- Church: Catholic Church
- Diocese: Diocese of Sunyani
- Appointed: 14 April 2003
- Predecessor: James Kwadwo Owusu

Orders
- Ordination: 27 July 1985 by James Kwadwo Owusu
- Consecration: 28 June 2003 by Peter Kwasi Sarpong

Personal details
- Born: 11 August 1957 (age 68) Wamanafo, Ashanti Region, Dominion of Ghana

= Matthew Kwasi Gyamfi =

Ghanaian Roman Catholic Bishop (born 1957)

Matthew Kwasi Gyamfi (born 11 August 1957 in Wamanafo, Ghana) is a Ghanaian Catholic prelate who has served as Bishop of Sunyani since 2003. He is the current president of the Ghana Catholic Bishops Conference. He is also the episcopal chairman of the Catholic University of Ghana, Fiapre, and serves as a member of its governing council.

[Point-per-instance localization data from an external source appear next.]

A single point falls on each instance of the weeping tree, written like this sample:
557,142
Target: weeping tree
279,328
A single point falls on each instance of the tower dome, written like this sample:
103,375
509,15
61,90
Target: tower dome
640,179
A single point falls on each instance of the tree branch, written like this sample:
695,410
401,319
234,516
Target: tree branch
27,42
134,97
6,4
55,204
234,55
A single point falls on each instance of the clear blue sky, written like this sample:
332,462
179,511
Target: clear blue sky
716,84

== Early life and education ==
Gyamfi was born on 11 August 1957 at Wamanafo in the Dormaa East District in the Bono Region. He proceeded to study at the St. Hubert Seminary in Kumasi and later pursued courses in Philosophy and Theology at St. Peter's Seminary in Cape Coast, culminating in successful completion. Gyamfi from 1994 to 1998 studied at the University of Toronto in Canada and received a doctorate degree in Geography and master's degree in education from Ontario Institute.

== Career ==
He received his priestly ordination from the late Bishop James Kwadwo Owusu. Subsequently, he held the role of Assistant Administrator at the Christ The King Cathedral in Sunyani for a span of two years that is between January and September 1987, he served as a Chaplain at the St. Joseph's Training College in Bechem while teaching religious studies at the institution. Later on, he embarked on a degree program in Social Sciences at the University of Ghana.

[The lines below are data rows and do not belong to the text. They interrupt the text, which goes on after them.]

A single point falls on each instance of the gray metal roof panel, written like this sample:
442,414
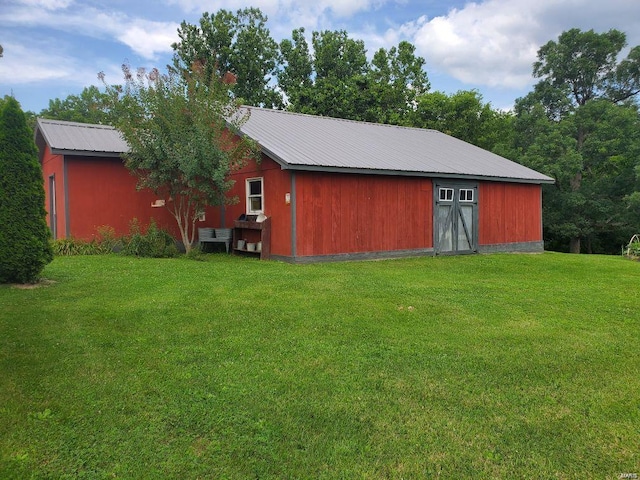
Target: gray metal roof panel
88,139
305,141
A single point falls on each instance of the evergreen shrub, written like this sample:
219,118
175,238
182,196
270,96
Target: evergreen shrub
25,239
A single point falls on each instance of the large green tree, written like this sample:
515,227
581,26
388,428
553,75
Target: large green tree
336,80
331,82
580,125
396,79
463,115
180,128
238,43
25,246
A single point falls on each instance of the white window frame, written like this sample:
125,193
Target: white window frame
468,195
445,194
249,196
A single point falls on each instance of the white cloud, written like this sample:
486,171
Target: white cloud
32,64
146,38
48,4
494,43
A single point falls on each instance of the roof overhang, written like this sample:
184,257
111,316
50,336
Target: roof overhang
405,173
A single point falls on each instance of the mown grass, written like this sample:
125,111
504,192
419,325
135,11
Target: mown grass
496,366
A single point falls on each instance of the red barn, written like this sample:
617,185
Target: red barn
332,189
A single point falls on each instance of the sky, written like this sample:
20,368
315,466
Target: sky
56,48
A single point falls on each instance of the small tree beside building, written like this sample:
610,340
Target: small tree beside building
181,129
25,246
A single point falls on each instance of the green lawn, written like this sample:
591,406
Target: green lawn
490,366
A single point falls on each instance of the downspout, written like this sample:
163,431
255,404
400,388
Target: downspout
293,215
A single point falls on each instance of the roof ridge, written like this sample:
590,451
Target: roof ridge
338,119
75,124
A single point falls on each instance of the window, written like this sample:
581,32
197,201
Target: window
255,196
466,195
446,194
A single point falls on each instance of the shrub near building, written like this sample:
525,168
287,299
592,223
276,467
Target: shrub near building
25,246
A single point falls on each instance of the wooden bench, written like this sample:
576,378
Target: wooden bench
215,235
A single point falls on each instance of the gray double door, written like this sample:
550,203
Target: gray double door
455,217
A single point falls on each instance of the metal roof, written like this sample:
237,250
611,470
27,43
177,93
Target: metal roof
307,142
80,138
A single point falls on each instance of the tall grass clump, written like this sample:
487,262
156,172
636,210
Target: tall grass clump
154,243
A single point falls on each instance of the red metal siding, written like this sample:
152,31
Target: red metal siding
509,213
349,213
101,191
277,183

From 1990 to 1991, he assumed the role of acting Parish Priest at St. Peter's Parish in Kenyasi, in the Asutifi North District in the Ahafo Region. Additionally, he served as the Vice-Rector and a full-time tutor at St. James Minor Seminary located in Abesim, near Sunyani, from 1991 to 1993.

=== Episcopate ===
Gyamfi was ordained a priest on 27 July 1985 by Bishop James Kwadwo Owusu, the bishop of Sunyani Diocese. Subsequently, he was appointed by John Paul II as the second Bishop of Sunyani on 14 April 2003, he received his episcopal consecration on 28 June 2003 from Archbishop Peter Kwasi Sarpong with Cardinal Peter Appiah Turkson and Bishop Lucas Abadamloora serving as co-consecrators.

In November 2022, he was elected as the President of the Ghana Catholic Bishops' Conference, and he has been serving as the Chancellor of the Catholic University College of Ghana since in 2003. He served as the Episcopal Chairman of the National Catechetical Commission on the Catholic Bishops' Conference from 2004 to 2011. He moved on to serve as the Episcopal Chairman of Education and National Catechetical Commission in 2011.

In 2003 he assumed the role of Episcopal Chairman of the Catholic University of Ghana, Fiapre, and concurrently serves as a member of the governing council of the university.